Demikian juga ketika terdapat bencana gempa bumi di Yogyakarta tahun
2006, Menwa dari berbagai daerah juga mengirimkan relawannya.
Dalam
perkembangan terakhir, BAKORNAS CRMI dirasa kurang efektif dengan
suatu kegagalan mendasar tidak mampu membuat kaderisasi baru dalam
wujud Latsarmil maupun pendidikan lanjutan. Dan dalam Rakomnas Rapat Komando Nasional Resimen Mahasiswa Indonesia di Jakarta pada tanggal 24-26 Juli 2006, BAKORNAS
CRMI di bubarkan dan dibentuk badan nasional baru yakni Komando
Nasional Resimen Mahasiswa Indonesia atau disingkat KONAS MENWA, sebagai
lembaga kepemimpinan struktural Menwa di tingkat nasional.
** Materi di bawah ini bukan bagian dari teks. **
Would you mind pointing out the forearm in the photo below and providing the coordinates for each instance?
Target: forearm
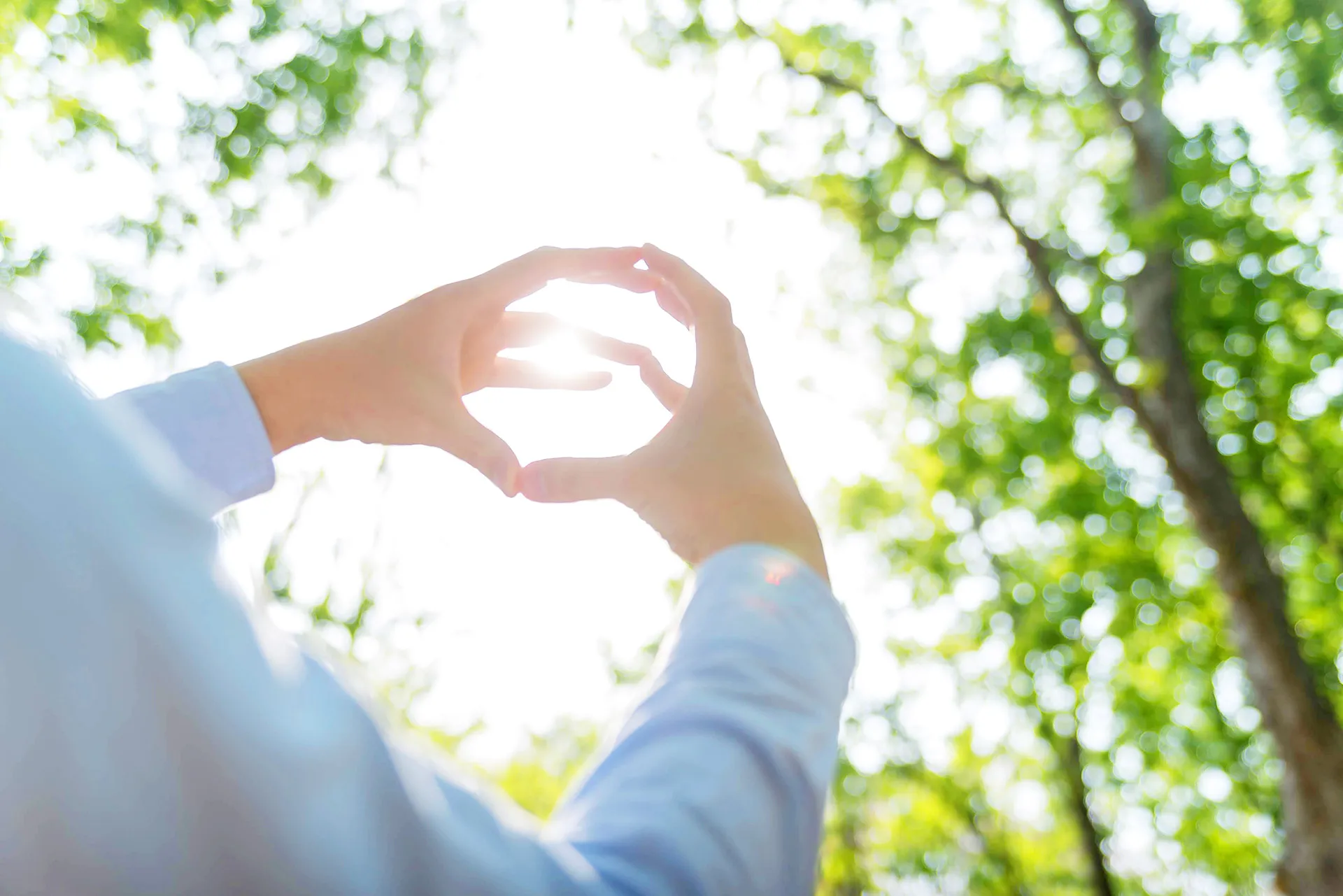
(297, 391)
(718, 782)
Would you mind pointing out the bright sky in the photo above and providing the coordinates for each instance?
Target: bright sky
(548, 136)
(554, 136)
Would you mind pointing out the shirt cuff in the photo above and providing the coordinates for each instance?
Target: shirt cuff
(210, 421)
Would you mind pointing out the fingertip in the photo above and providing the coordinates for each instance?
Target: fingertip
(506, 474)
(531, 483)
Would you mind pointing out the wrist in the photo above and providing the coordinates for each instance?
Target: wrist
(292, 392)
(789, 527)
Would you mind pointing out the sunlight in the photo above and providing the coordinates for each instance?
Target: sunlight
(563, 354)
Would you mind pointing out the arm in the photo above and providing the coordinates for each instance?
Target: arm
(398, 379)
(153, 746)
(210, 422)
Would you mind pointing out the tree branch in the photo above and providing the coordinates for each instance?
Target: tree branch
(1071, 758)
(1036, 252)
(1114, 99)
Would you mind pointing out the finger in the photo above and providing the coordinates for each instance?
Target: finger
(715, 336)
(665, 388)
(747, 367)
(469, 439)
(575, 478)
(511, 372)
(642, 281)
(527, 274)
(524, 329)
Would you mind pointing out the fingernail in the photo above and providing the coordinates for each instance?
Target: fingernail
(504, 477)
(535, 487)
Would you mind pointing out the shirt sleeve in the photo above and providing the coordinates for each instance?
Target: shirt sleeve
(208, 420)
(157, 742)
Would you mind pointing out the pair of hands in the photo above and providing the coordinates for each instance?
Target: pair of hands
(713, 477)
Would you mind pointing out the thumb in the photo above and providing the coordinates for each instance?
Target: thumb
(470, 441)
(575, 478)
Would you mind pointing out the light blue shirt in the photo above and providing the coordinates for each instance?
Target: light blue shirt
(153, 739)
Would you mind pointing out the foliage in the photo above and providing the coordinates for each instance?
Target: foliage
(1099, 703)
(238, 102)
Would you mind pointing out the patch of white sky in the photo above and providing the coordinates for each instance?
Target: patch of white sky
(556, 135)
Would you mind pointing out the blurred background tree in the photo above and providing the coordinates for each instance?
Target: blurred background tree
(1108, 327)
(1114, 473)
(211, 111)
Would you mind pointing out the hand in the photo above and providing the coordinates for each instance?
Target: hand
(715, 476)
(399, 379)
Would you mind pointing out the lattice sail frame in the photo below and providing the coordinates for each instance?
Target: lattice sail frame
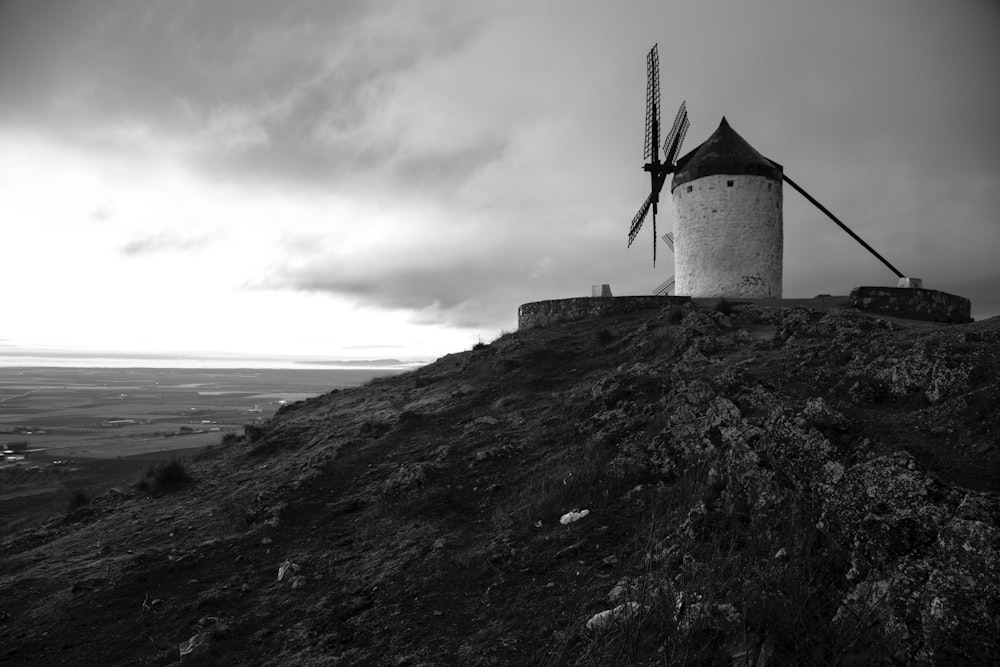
(652, 104)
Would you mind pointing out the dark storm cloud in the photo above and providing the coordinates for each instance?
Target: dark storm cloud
(249, 88)
(480, 287)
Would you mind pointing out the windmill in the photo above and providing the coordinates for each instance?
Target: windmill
(724, 183)
(658, 170)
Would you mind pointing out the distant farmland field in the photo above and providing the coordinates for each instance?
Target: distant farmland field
(91, 428)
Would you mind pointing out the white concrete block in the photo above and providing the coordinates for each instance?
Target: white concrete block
(600, 290)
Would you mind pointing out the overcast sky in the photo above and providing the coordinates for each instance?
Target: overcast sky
(365, 179)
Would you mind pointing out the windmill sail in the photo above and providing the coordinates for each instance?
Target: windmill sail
(652, 105)
(658, 170)
(675, 138)
(639, 218)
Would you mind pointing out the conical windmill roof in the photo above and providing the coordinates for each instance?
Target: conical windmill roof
(725, 152)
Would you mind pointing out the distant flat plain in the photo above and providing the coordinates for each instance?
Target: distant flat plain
(92, 428)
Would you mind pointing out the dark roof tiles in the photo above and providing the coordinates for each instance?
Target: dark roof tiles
(725, 152)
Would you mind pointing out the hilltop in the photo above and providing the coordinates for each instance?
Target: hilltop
(762, 486)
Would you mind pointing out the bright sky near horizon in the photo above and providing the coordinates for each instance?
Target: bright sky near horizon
(368, 178)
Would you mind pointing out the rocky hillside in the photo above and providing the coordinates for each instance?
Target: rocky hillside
(740, 486)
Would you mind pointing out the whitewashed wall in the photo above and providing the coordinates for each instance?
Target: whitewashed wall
(728, 239)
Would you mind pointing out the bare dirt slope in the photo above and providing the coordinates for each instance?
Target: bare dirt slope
(771, 486)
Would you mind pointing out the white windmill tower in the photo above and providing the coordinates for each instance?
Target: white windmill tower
(728, 231)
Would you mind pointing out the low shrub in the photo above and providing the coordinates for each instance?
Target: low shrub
(164, 477)
(78, 499)
(725, 306)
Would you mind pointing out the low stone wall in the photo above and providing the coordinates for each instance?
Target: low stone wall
(912, 303)
(543, 313)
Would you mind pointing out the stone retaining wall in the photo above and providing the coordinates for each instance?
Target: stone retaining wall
(912, 303)
(543, 313)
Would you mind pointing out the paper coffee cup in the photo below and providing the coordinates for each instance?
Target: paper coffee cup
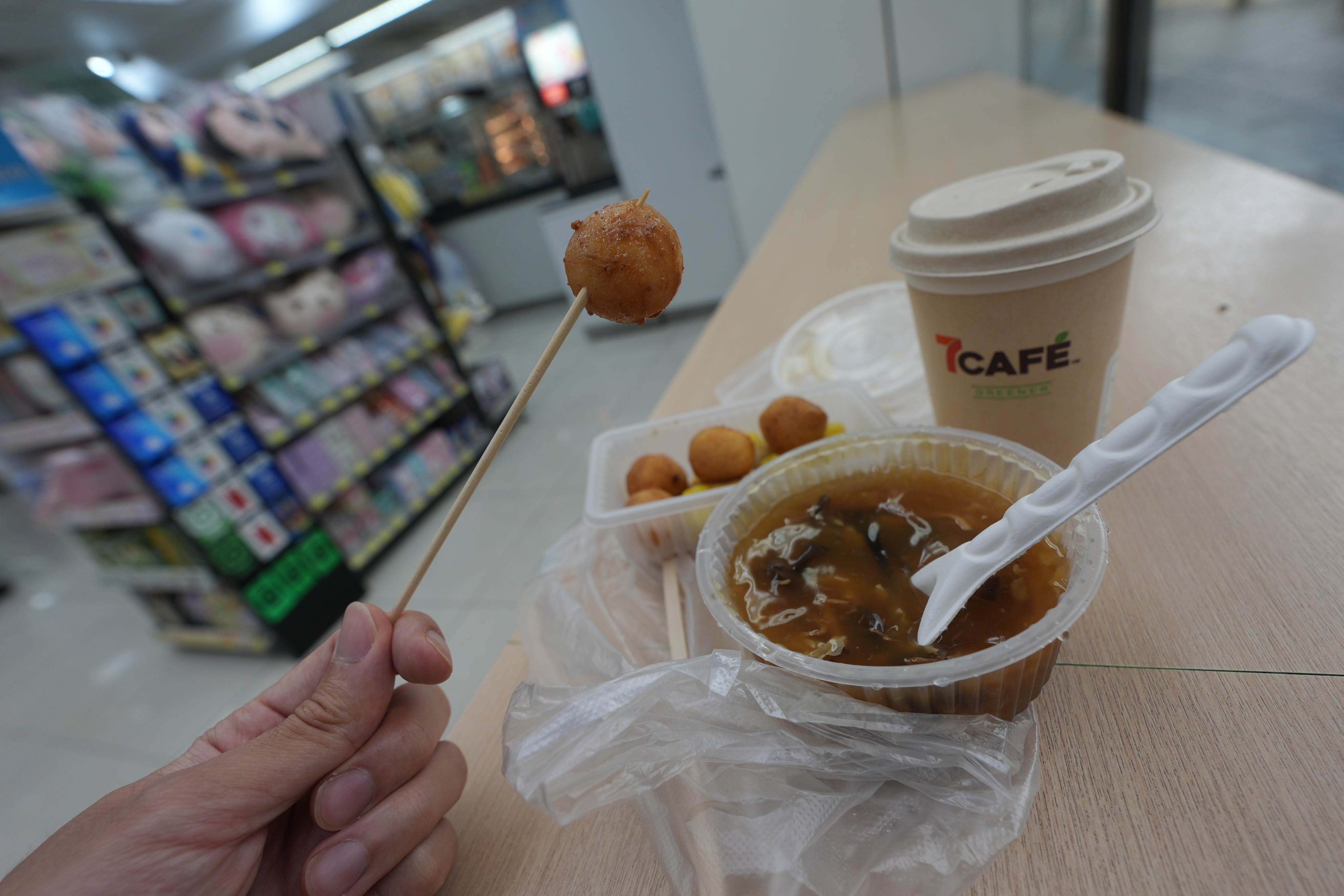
(1018, 284)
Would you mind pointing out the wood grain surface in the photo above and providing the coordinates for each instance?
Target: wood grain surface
(1191, 736)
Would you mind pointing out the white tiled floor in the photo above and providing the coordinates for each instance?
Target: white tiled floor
(89, 699)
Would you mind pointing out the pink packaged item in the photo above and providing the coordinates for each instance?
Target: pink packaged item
(409, 393)
(260, 132)
(341, 445)
(308, 467)
(363, 428)
(268, 229)
(315, 303)
(329, 211)
(230, 336)
(367, 276)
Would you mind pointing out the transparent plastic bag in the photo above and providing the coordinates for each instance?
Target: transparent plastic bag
(749, 779)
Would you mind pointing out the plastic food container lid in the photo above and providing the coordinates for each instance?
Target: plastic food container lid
(866, 335)
(1027, 217)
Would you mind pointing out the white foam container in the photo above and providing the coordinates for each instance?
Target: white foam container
(671, 527)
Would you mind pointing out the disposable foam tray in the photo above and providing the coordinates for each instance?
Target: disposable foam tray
(671, 527)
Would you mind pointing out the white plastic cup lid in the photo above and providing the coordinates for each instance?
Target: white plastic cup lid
(866, 335)
(1050, 211)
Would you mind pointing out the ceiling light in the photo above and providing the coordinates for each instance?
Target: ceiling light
(375, 18)
(100, 66)
(283, 65)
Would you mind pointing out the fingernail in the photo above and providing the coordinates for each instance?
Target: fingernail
(336, 870)
(341, 800)
(436, 641)
(357, 634)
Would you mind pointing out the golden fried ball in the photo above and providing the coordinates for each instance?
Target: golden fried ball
(644, 496)
(719, 455)
(629, 257)
(792, 421)
(656, 472)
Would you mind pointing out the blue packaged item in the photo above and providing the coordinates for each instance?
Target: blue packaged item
(209, 397)
(100, 392)
(140, 437)
(237, 438)
(53, 334)
(268, 481)
(177, 483)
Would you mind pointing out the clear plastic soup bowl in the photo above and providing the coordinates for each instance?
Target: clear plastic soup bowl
(1000, 680)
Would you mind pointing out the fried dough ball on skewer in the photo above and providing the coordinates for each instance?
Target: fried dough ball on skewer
(629, 258)
(656, 472)
(644, 496)
(792, 421)
(719, 455)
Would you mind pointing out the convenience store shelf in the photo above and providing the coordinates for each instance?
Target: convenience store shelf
(264, 184)
(261, 277)
(372, 548)
(218, 640)
(48, 432)
(307, 346)
(115, 515)
(408, 430)
(332, 405)
(160, 578)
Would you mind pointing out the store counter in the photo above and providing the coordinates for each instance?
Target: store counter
(1193, 735)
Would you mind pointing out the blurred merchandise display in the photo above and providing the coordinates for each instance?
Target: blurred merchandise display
(228, 351)
(490, 112)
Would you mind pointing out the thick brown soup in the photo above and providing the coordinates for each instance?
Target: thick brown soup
(827, 571)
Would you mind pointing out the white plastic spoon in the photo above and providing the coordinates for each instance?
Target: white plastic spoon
(1253, 355)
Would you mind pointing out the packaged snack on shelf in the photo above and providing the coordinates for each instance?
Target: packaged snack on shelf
(139, 307)
(367, 276)
(209, 398)
(343, 451)
(409, 393)
(136, 370)
(331, 214)
(236, 499)
(306, 381)
(55, 336)
(264, 535)
(267, 229)
(281, 397)
(308, 467)
(175, 352)
(263, 417)
(312, 304)
(175, 481)
(100, 392)
(206, 457)
(232, 338)
(175, 414)
(189, 246)
(98, 320)
(140, 437)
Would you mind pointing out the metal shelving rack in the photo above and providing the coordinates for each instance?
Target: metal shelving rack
(289, 598)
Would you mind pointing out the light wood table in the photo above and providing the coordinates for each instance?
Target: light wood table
(1193, 736)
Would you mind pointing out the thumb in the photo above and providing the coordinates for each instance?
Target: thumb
(257, 781)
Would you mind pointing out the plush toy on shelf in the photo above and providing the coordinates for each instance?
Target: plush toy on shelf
(367, 275)
(260, 134)
(230, 336)
(166, 138)
(314, 304)
(268, 229)
(189, 245)
(326, 210)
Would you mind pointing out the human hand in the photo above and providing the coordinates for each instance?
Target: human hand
(329, 784)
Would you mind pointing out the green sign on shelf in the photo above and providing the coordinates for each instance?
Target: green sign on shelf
(279, 589)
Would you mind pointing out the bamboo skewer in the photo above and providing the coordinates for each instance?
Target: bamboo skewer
(492, 449)
(672, 606)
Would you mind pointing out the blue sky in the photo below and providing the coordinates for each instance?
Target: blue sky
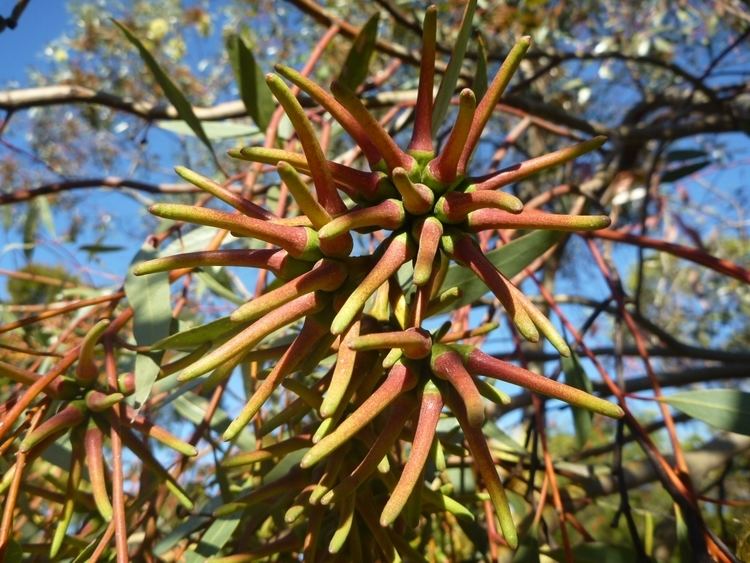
(20, 48)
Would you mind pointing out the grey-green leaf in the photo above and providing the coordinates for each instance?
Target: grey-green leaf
(250, 81)
(725, 409)
(149, 297)
(450, 78)
(357, 63)
(576, 376)
(510, 259)
(171, 91)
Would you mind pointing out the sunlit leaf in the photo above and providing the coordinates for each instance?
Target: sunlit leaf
(725, 409)
(357, 63)
(250, 81)
(510, 259)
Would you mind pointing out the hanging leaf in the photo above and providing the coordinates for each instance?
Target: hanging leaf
(576, 376)
(450, 78)
(683, 171)
(215, 130)
(357, 63)
(725, 409)
(479, 84)
(171, 91)
(510, 259)
(685, 154)
(250, 81)
(152, 316)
Lembaga
baru ini kian eksis hingga saat ini setelah mampu mendorong kembali
pelaksanaan latsarmil, serta pendidikan lanjutan bagi anggota Menwa,
serta menghidupkan kembali satuan-satuan Menwa yang telah mati serta
membangun Staf Komando Resimen (SKOMEN) Menwa di provinsi-provinsi baru.
Hingga saat ini KONAS MENWA merupakan struktur organisasi tertinggi
dalam hal kordinasi serta komando organisasi Menwa di tingkat nasional.